The Executive Director of the Third World Network has described as “revisionist” President Nana Addo Dankwa Akufo-Addo’s narration about Ghana’s independence struggle.
Writing on his Facebook wall Monday, the founding editor of the Public Agenda newspaper said the President “cleverly” revised the role played by the nation’s first President Kwame Nkrumah and the Convention People’s Party (CPP) in his 60th independence anniversary speech to the nation.
Delivering his speech Monday to mark Ghana’s 60 independence anniversary from colonial rule, President Akufo-Addo revived the debate whether Ghana should have founding fathers as demanded by the NPP elements or a founding father as insisted by the CPP.
According to him, the independence struggle had been started by members of the United Gold Coast Convention (UGCC) 10 years before it was granted.
He listed Joseph Boakye Danquah, Emmanuel Obetsebi-Lamptey, William Ofori-Atta, Ebenezer Ako-Adjei, and his father Edward Akufo-Addo as the main people who had met the British to demand independence.

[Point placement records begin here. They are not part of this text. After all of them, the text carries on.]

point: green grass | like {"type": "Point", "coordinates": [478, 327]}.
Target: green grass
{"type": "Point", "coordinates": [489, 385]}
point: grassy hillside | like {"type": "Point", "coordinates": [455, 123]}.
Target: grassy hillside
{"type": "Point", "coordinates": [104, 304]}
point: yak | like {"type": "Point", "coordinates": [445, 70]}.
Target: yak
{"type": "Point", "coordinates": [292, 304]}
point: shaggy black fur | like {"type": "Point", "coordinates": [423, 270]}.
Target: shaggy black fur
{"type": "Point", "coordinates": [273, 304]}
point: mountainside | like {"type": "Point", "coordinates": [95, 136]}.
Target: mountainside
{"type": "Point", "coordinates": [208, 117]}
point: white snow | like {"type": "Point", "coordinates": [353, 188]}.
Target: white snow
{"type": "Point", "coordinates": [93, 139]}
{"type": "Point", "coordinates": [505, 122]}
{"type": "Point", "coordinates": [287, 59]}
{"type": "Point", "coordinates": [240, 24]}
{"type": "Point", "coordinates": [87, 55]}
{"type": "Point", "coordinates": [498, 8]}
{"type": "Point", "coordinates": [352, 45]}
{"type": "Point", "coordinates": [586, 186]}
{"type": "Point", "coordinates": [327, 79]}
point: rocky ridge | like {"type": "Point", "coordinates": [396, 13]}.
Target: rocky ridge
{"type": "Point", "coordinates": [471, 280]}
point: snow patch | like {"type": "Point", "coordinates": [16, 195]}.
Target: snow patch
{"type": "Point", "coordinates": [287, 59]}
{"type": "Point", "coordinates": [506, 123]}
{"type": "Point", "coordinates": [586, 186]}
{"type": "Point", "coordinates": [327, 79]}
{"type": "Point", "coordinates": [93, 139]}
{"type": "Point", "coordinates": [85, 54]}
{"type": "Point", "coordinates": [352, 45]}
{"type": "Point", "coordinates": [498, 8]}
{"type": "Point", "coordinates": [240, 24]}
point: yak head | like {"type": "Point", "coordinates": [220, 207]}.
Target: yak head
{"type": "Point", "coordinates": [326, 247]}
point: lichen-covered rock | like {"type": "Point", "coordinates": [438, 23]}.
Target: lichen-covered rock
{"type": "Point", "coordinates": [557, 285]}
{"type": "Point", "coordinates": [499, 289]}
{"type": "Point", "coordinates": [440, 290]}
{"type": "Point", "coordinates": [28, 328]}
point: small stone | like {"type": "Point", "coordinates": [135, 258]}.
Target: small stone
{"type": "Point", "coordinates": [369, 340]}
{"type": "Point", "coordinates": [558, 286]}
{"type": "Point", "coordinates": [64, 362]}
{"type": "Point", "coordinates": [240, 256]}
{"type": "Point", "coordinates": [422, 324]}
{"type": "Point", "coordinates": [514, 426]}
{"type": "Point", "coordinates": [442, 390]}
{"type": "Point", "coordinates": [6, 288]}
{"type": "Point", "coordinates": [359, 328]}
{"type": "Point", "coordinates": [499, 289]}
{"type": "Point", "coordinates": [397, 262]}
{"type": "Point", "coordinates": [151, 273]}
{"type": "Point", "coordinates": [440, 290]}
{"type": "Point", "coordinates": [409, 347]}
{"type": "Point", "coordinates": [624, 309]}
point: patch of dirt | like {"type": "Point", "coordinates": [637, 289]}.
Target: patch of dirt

The President added that it was when the UGCC leaders decided they needed a full-time person to man the party’s affairs that they brought in a younger nationalist Mr. Nkrumah.

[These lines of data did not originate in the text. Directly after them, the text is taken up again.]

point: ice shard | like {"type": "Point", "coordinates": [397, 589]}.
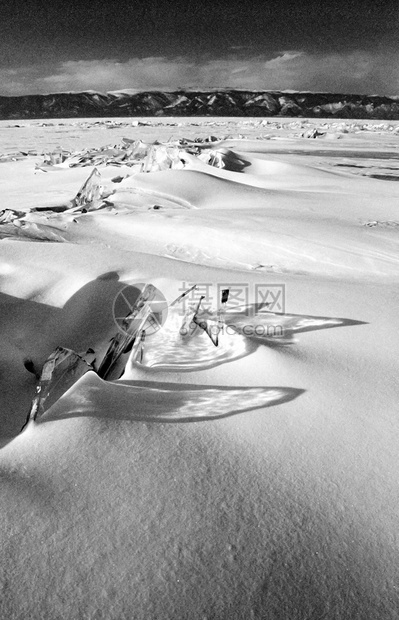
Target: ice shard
{"type": "Point", "coordinates": [60, 371]}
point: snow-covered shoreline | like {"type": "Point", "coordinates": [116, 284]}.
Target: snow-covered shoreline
{"type": "Point", "coordinates": [287, 510]}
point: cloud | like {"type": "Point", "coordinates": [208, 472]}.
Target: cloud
{"type": "Point", "coordinates": [359, 71]}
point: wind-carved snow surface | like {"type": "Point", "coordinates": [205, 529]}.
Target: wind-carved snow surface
{"type": "Point", "coordinates": [213, 449]}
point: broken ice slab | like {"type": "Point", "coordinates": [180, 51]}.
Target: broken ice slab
{"type": "Point", "coordinates": [60, 371]}
{"type": "Point", "coordinates": [132, 329]}
{"type": "Point", "coordinates": [9, 215]}
{"type": "Point", "coordinates": [89, 195]}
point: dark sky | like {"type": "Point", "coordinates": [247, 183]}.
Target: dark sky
{"type": "Point", "coordinates": [39, 37]}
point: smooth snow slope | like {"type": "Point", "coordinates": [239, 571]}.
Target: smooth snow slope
{"type": "Point", "coordinates": [287, 509]}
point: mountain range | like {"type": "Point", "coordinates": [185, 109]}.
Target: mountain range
{"type": "Point", "coordinates": [199, 103]}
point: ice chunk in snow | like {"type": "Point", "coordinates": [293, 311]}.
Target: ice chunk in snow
{"type": "Point", "coordinates": [60, 371]}
{"type": "Point", "coordinates": [89, 195]}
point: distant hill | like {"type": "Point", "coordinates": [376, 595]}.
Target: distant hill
{"type": "Point", "coordinates": [199, 103]}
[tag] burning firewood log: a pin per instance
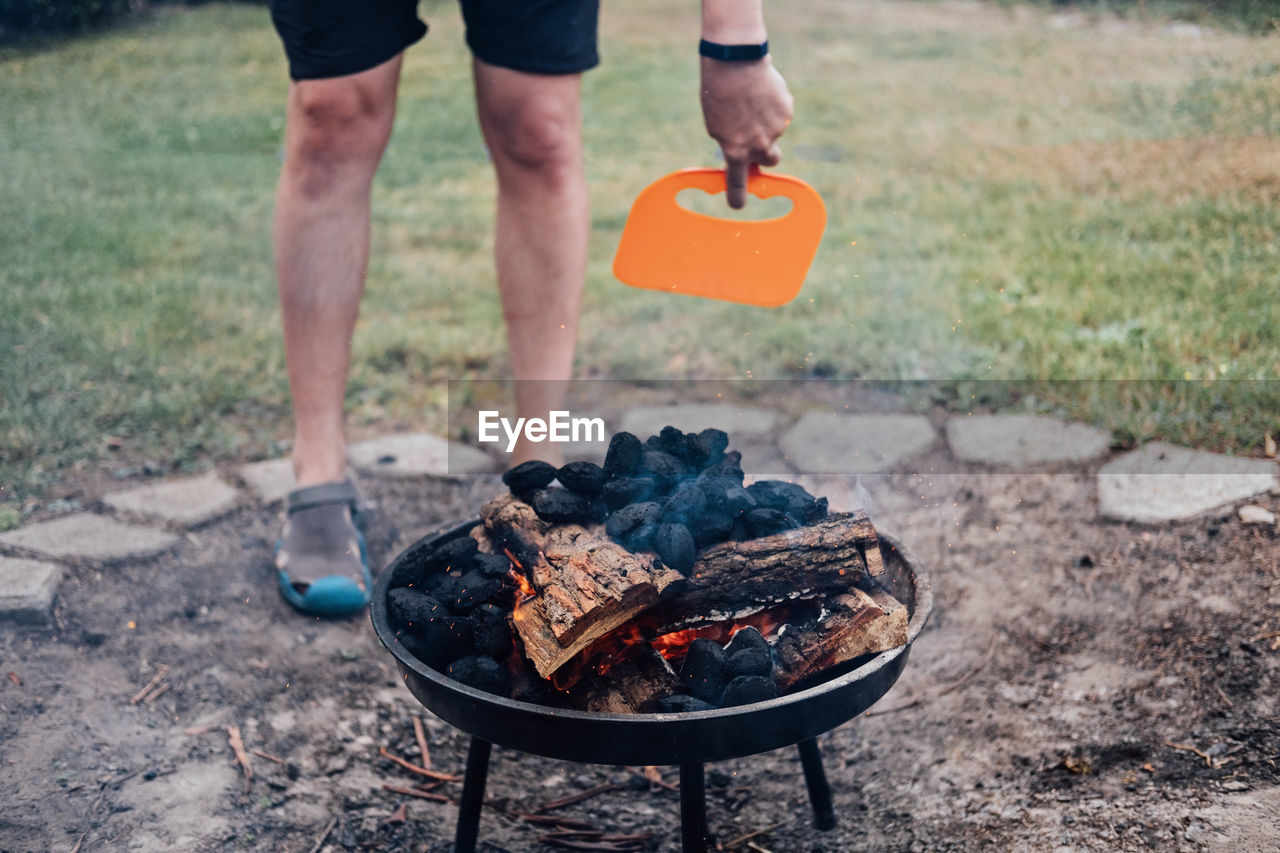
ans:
(657, 582)
(584, 584)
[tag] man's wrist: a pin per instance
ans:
(734, 22)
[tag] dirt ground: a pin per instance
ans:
(1082, 685)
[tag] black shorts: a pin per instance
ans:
(337, 37)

“Soon thereafter, on 28the February, 1948, the notorious and senseless killings of three ex-servicemen, Sergeant Adjetey, Corporal Attipoe and Private Odartey Lamptey…which, undoubtedly, quickened the pace of the independence movement,” he said.
President Akufo-Addo forthrightly said the “unfolding of the story is well known.”
Kwame Nkrumah with some of his ministers at the Polo Park on the eve of Ghana’s Independence declaration
But Dr Graham, a socialist, said the President’s narration about Ghana’s independence struggle deliberately altered Nkrumah’s contributions.
“Nana Akufo-Addo made a clever revisionist 60th independence anniversary speech,” he said.
He said the President started his story with the contribution of the Gold Coast Aborigines Rights Protection Society (ARPS) of 1897, only to rope in the role played by “his close relation J. B. Danquah.”
Dr Graham asserted not all opposition to British colonial policies constituted demands for an end to colonial rule even if those protests contributed to raising the consciousness of Ghanaians.
Dr Graham said President Akufo-Addo only ended up repeating an important difference between the CPP and the UGCC. Akufo-Addo said Nkrumah borrowed the word ‘ Convention’ from the UGCC when he formed his Convention Peoples Party.
But for Yao Graham, the real difference is that the CPP had ‘Peoples’ in its name in recognition of the remarkable contribution of the ordinary citizen.
He said this inclusion reflects the “key role that mass mobilisation and struggle under the leadership of the CPP played in transforming the dynamics of the anti-colonial struggle.”
“Most importantly, the litany of great men in this version of history failed signally to acknowledge the key role of ordinary people in the attainment of independence,” he said.